Il s’agit d’un accord qui « fragilise l’agriculture portugaise », a été la cible de « contestation » dans plusieurs pays européens et remet en question la « survie économique du secteur primaire européen », a-t-elle souligné.
La Fedagri a estimé que la réciprocité est « non négociable » et représente une « ligne rouge » pour la conclusion de « tout accord commercial impliquant des produits agricoles », n’étant effective qu’en respectant les « mêmes règles » et avec la « même exigence » pour les deux parties.
« L’agriculture européenne opère sous des normes sanitaires, environnementales, de travail et de bien-être animal exigeantes. Ouvrir le marché à des produits provenant de géographies où de telles exigences ne sont pas appliquées de manière pleinement équivalente crée, en pratique, une concurrence asymétrique, un ‘dumping réglementaire’ et une pression à la baisse sur les prix à la production », a-t-elle argumenté.
L’Algarve est encore « plus exposé » à un impact « pénalisant » de l’accord, car l’agriculture dans le district de Faro a des « contraintes structurelles », comme la « prédominance des exploitations familiales et des petites et moyennes entreprises », l’existence de « coûts de contexte élevés et des limitations logistiques » ou le « manque d’eau et la vulnérabilité climatique, qui imposent déjà des restrictions et des investissements », a-t-elle exemplifié.
« Dans ce cadre, une libéralisation commerciale sans garanties robustes tend à se traduire par une perte de marge, une dévalorisation du produit local et un abandon productif », a également soutenu la Fedagri.
La Fédération de l’Agriculture de l’Algarve a également critiqué la position du gouvernement du Portugal et le « volontarisme du ministre de l’Agriculture », José Manuel Fernando, qu’elle accuse d’avoir « une attitude publique d’enthousiasme et de félicitations » vis-à-vis de l’accord, sans avoir fait une « évaluation d’impact par secteurs et territoires », donné des « garanties vérifiables de réciprocité » ou prévu des mécanismes de « sauvegardes automatiques, rapides et activables » pour effectuer une surveillance, une traçabilité et un contrôle des importations.
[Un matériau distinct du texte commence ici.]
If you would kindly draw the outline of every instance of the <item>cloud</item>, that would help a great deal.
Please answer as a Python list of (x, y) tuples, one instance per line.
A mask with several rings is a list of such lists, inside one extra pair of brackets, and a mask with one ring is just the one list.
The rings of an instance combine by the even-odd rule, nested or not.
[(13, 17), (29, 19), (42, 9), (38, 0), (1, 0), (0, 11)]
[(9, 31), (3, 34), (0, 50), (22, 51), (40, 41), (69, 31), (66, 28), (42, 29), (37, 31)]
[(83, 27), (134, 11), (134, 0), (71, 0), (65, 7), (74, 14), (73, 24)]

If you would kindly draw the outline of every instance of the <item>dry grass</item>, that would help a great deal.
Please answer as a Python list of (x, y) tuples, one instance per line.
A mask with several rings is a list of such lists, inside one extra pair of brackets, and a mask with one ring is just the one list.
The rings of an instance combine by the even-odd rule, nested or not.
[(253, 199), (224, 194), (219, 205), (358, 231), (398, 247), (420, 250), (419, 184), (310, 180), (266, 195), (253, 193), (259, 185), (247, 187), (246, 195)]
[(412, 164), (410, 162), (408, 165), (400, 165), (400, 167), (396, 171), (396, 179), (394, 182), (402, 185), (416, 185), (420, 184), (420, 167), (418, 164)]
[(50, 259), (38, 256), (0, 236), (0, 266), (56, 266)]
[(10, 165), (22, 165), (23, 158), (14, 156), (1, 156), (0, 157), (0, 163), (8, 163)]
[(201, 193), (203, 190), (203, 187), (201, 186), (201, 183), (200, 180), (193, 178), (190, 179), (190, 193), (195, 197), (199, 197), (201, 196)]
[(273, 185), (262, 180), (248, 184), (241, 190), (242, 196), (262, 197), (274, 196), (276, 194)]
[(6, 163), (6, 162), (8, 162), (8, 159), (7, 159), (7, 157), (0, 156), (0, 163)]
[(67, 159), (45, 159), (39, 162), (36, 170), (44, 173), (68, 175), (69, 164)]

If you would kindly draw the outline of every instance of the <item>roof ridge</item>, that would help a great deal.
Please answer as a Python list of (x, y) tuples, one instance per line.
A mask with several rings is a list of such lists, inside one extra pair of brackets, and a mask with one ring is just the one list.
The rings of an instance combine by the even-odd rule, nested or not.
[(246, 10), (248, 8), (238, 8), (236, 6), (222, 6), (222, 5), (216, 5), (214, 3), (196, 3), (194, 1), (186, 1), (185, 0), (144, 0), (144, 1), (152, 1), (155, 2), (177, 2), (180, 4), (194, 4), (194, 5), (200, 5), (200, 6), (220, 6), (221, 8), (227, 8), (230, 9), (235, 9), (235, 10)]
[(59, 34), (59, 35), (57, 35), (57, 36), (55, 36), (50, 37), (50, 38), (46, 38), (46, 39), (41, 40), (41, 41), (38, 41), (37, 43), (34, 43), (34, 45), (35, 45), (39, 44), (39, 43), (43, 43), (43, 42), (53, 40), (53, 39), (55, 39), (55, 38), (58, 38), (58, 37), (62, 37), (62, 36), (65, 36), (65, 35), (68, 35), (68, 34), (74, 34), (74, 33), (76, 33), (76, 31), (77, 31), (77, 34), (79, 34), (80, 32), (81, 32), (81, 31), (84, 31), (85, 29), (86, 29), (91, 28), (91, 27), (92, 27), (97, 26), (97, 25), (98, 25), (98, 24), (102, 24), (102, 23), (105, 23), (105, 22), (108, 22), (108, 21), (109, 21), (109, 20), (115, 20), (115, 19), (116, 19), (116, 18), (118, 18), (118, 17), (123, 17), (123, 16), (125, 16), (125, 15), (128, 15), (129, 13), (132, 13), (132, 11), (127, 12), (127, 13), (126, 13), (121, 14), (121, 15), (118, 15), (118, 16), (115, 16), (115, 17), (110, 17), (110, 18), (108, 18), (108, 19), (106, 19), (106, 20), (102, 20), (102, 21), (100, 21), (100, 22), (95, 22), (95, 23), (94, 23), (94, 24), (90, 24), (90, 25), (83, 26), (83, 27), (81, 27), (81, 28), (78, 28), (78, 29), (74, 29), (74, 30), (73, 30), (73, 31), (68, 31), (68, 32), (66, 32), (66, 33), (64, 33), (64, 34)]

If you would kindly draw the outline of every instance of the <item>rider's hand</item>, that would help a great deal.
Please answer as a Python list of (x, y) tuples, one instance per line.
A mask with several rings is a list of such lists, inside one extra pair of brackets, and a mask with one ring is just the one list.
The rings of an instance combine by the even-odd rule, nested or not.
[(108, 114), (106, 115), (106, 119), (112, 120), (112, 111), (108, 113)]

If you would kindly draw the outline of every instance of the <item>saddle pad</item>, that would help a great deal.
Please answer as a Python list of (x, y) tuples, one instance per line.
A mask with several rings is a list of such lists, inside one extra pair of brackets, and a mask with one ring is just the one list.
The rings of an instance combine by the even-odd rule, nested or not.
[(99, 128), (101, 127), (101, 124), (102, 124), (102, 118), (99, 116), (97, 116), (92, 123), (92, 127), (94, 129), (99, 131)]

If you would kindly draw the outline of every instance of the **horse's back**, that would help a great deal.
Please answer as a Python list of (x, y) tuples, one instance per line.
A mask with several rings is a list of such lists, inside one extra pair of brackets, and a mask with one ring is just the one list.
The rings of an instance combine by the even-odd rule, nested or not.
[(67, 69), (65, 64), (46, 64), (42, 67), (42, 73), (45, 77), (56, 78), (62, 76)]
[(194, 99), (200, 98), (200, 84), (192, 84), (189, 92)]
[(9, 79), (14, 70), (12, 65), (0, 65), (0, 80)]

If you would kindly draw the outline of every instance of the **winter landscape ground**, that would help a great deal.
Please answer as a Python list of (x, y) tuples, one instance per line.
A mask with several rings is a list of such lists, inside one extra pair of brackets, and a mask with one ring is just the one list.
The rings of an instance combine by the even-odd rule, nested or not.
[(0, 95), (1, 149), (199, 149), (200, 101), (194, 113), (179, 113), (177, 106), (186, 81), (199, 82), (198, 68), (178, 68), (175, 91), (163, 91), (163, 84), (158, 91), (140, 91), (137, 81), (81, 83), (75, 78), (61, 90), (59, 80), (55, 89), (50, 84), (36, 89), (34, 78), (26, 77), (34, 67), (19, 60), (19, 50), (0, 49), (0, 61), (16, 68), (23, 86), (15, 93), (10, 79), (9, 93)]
« La Fedagri rejette que des décisions de cette envergure soient conduites à l’ombre d’intérêts concentrés et de ‘lobbies’, tandis que la majorité du tissu agricole portugais – dispersé, familial et régional – supporte les coûts et les conséquences », a-t-elle affirmé.
La Fédération agricole demande donc que « le Portugal ne soutienne pas l’avancement de l’accord sans réciprocité effective », sans une « évaluation d’impact nationale et régionale », tant qu’il n’y a pas de « clauses-miroir, de sauvegardes automatiques et de surveillance renforcée » et sans que le secteur agricole régional soit entendu.
L’accord commercial conclu par l’Union Européenne avec les pays du Mercosul sera signé au Paraguay, samedi, et créera l’une des plus grandes zones de libre-échange au monde, avec plus de 700 millions de consommateurs.
L’accord UE-Mercosul permettra aux Européens d’exporter plus de véhicules, de machines, de vins et de spiritueux vers l’Amérique du Sud, tandis que les pays sud-américains pourront plus facilement entrer en Europe avec des produits tels que la viande, le sucre, le riz, le miel ou le soja.